Don’t attempt to disassemble anything without taking lots of pictures first, and until you know what’s what, always unplug your machine from the wall before poking around under the playfield!
 
Always worth checking that it has the correct flipper coils in too, some unscrupulous operators would put anything that came to hand in just to keep the cash flowing into the machine.
+1 for unplugging the machine before doing any poking around, these things can give quite a good kick if you are not careful.
 
Get a good pic of the flipper mechs, you can often tell if they've been rebuilt recently.
I've seen games with nice shiny flipper mechs that play awful because they haven't been set up properly.

One big thing with the early solid states is the EOS switch. That carries the voltage that powers the coil. If it's the wrong type of switch or not adjusted properly you can lose a lot of power through it.

I had a Black Knight here that couldn't make the left spinner ramp to the upper playfield. The mechs and coils were fine. What I did was attach a multimeter to the EOS and checked the resistance, it was sky high. I kept cleaning and adjusting the switch till the resistance was 0.5 (irc), the difference was night and day.

Those EOS's are supposed to be self cleaning but if they're not adjusted properly they'll just get worse over time.
 
With the power off tryfiling the end of stroke leaf switch. Games of this era use this to dosconnect the high power so if its weak it may be operating on the hold winding or it may be just not making proper contact. Check the wiring is soldered on and not just a few strands.
 
I don't understand most of that but I am going to have a go at figuring out what it all means - will keep you posted.

Cheers Luke!
Marcus
Start with the easiest things first.

Take the glass off and jiggle the flippers with your hand. Does one feel looser than the other?
Look closely at the flipper, is there a gap underneath it all the way along, it is not touching the playfield in any way?
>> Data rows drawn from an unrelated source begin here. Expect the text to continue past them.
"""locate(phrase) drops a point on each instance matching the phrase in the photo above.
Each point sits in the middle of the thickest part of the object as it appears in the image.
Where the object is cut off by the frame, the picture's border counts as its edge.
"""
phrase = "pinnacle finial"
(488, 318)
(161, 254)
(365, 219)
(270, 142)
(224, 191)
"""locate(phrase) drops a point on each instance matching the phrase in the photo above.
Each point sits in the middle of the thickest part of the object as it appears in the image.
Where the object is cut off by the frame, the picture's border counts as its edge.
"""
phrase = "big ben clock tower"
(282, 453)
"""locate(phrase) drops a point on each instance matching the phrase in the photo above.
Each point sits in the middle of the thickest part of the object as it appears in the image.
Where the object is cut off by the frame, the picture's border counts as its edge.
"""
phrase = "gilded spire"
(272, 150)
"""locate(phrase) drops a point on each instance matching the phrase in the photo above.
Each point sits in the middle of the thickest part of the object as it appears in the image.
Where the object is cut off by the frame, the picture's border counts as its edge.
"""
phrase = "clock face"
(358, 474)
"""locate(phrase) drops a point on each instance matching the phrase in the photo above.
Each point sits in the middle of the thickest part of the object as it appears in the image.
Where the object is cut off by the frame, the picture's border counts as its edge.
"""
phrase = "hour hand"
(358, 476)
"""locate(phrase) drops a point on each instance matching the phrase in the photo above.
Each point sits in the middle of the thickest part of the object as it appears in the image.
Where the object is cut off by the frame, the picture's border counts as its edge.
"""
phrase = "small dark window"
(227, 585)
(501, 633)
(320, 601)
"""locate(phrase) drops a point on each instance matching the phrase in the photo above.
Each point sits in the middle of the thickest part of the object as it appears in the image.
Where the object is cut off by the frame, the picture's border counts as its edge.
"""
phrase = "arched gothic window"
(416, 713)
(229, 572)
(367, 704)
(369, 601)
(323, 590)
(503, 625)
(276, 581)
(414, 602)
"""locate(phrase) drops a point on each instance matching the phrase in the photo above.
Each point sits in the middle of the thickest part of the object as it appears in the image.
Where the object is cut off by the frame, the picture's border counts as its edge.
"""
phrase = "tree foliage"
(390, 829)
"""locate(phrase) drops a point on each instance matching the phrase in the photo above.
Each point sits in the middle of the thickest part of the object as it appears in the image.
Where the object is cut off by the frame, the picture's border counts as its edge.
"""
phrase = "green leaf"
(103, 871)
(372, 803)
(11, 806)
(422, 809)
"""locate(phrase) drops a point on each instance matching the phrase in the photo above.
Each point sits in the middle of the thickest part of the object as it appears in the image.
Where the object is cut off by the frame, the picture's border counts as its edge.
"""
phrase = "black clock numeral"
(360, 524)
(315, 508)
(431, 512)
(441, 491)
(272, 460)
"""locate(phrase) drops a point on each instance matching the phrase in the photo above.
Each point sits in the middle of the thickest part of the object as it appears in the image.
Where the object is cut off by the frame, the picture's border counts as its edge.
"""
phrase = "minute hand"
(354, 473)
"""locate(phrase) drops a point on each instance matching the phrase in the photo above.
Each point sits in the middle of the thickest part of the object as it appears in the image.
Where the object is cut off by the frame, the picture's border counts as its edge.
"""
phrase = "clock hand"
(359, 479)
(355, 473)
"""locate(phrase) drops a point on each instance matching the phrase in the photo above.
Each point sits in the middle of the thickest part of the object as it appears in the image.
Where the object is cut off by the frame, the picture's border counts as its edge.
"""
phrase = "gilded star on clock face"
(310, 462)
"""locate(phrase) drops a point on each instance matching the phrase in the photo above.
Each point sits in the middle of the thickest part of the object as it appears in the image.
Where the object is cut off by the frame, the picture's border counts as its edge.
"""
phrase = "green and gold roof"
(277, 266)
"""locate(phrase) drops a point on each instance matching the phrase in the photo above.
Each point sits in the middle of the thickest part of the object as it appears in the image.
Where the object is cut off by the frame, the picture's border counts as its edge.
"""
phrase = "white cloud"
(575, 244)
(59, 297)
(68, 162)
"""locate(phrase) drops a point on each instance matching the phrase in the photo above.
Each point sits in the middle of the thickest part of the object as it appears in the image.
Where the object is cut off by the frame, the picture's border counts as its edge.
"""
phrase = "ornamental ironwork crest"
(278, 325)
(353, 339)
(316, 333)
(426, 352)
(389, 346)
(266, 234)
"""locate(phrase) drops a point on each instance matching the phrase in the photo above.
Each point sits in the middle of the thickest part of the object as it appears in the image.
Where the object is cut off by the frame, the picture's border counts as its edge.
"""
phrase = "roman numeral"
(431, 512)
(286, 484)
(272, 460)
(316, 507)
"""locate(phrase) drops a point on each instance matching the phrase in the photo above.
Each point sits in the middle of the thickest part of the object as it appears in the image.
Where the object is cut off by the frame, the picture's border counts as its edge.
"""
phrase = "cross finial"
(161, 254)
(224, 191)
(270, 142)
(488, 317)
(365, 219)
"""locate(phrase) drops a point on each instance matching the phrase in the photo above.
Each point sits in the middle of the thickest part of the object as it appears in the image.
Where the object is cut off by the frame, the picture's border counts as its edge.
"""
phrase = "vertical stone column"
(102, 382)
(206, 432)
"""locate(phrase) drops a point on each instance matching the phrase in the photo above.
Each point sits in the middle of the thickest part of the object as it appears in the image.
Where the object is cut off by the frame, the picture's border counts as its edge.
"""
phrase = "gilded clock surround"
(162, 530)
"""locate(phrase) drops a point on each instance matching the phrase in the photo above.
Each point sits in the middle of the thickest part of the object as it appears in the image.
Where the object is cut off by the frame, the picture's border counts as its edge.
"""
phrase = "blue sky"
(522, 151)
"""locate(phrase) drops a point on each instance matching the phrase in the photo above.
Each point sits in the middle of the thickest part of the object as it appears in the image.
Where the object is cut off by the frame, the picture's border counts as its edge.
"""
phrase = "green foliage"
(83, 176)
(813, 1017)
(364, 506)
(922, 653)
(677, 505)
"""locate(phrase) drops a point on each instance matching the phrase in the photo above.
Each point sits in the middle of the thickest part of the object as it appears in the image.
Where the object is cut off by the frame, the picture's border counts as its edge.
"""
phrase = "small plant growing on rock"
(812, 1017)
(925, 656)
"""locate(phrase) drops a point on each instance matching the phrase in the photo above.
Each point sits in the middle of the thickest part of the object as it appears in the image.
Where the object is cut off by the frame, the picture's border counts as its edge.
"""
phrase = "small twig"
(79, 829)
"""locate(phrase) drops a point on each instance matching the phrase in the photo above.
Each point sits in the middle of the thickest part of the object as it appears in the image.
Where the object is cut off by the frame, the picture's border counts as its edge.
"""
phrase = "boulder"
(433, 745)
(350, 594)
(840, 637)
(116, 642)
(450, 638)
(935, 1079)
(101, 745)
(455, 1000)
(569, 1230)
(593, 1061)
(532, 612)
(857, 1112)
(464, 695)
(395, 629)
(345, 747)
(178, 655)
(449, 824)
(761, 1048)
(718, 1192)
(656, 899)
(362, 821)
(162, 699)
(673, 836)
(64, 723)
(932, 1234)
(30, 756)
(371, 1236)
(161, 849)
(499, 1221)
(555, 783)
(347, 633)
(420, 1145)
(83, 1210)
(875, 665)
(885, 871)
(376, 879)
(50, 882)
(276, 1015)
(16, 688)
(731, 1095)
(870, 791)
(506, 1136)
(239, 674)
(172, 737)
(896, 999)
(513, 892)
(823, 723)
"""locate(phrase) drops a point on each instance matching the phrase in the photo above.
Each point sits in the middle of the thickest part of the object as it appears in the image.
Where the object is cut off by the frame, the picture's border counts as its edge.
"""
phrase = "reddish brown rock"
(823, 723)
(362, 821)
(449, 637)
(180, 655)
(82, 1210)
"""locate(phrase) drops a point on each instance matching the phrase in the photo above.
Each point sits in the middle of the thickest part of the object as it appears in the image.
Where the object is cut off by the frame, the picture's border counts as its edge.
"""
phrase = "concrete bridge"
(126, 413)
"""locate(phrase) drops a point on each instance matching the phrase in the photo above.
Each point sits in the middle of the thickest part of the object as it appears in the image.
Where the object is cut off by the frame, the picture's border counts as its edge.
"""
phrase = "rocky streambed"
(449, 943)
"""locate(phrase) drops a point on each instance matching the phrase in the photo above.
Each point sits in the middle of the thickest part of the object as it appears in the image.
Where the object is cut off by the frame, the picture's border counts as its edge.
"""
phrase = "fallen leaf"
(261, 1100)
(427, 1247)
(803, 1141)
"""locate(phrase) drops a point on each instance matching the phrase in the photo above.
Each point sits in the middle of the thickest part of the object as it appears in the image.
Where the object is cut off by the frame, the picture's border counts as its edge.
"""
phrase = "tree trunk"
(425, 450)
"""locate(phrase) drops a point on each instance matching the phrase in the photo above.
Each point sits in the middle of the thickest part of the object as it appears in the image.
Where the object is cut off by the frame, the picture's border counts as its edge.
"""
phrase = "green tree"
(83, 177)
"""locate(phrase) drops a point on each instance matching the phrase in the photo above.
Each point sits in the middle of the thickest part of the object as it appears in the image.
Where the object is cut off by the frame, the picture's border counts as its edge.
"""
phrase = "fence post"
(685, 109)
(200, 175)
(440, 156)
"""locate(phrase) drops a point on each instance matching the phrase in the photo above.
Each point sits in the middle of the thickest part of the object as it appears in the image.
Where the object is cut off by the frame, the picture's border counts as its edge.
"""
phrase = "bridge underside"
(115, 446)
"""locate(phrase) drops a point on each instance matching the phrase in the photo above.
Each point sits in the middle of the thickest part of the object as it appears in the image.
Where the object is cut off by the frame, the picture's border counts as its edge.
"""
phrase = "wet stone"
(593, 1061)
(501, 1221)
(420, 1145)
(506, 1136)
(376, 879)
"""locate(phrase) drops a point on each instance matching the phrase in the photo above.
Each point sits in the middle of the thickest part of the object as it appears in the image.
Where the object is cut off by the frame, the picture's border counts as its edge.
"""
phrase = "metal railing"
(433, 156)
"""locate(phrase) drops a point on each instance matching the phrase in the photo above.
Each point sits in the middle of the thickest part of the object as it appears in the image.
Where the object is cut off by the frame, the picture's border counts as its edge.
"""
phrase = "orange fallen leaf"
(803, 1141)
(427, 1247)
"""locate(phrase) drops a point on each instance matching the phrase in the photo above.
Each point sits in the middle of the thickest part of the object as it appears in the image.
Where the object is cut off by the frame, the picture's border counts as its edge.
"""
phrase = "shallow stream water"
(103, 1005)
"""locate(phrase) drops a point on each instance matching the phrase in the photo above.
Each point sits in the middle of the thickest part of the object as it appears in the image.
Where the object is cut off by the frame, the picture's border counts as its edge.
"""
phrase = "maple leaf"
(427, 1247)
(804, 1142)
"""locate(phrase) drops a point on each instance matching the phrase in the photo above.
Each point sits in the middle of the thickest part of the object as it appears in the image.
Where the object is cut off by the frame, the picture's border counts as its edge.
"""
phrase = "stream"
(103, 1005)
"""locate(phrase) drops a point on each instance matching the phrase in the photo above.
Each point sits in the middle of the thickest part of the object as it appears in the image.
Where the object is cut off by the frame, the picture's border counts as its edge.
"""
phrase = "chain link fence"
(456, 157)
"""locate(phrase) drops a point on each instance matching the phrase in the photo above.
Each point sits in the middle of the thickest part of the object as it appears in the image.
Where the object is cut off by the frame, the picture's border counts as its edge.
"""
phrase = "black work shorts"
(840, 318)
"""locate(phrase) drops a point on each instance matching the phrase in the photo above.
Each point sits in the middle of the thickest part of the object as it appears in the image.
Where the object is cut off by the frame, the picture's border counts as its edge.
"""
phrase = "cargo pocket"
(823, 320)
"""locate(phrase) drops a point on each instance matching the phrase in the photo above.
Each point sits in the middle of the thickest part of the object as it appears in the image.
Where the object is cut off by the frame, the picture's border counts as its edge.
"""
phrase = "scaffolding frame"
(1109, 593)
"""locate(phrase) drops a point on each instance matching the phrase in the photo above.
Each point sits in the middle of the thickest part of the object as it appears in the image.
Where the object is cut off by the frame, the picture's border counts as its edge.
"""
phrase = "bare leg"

Next lift up the playfield, move the flipper mechanism with your hand as far as it will go (as though it is being flipped) and take a photo of it held like this, specifically showing the EOS switch as clearly as you can
 
I rebuilt both of mine when I got it.
The holes in the fibre links were well worn out, the right flipper was the worst one, I don't suppose the bent nail holding it in place was doing it any favours.
 
To add to what @lukewells was writing: Check you have a bit (about .5 mm) of up and down play on the bats by pulling up. You should not be able to tilt them in the bushing though. Plunger should move freely in the coil. End stops not to be mushroomed (but that needs disassembly already).
But very likely EOS as discussed above. The should be closed at rest and opened towards the end of the bat stroke by a pawl on the linkage. A warning: Don't file the EOS contacts if you ever get a newer machine with electronic flippers. They are easy to discern in that they have gold contacts and are normally open.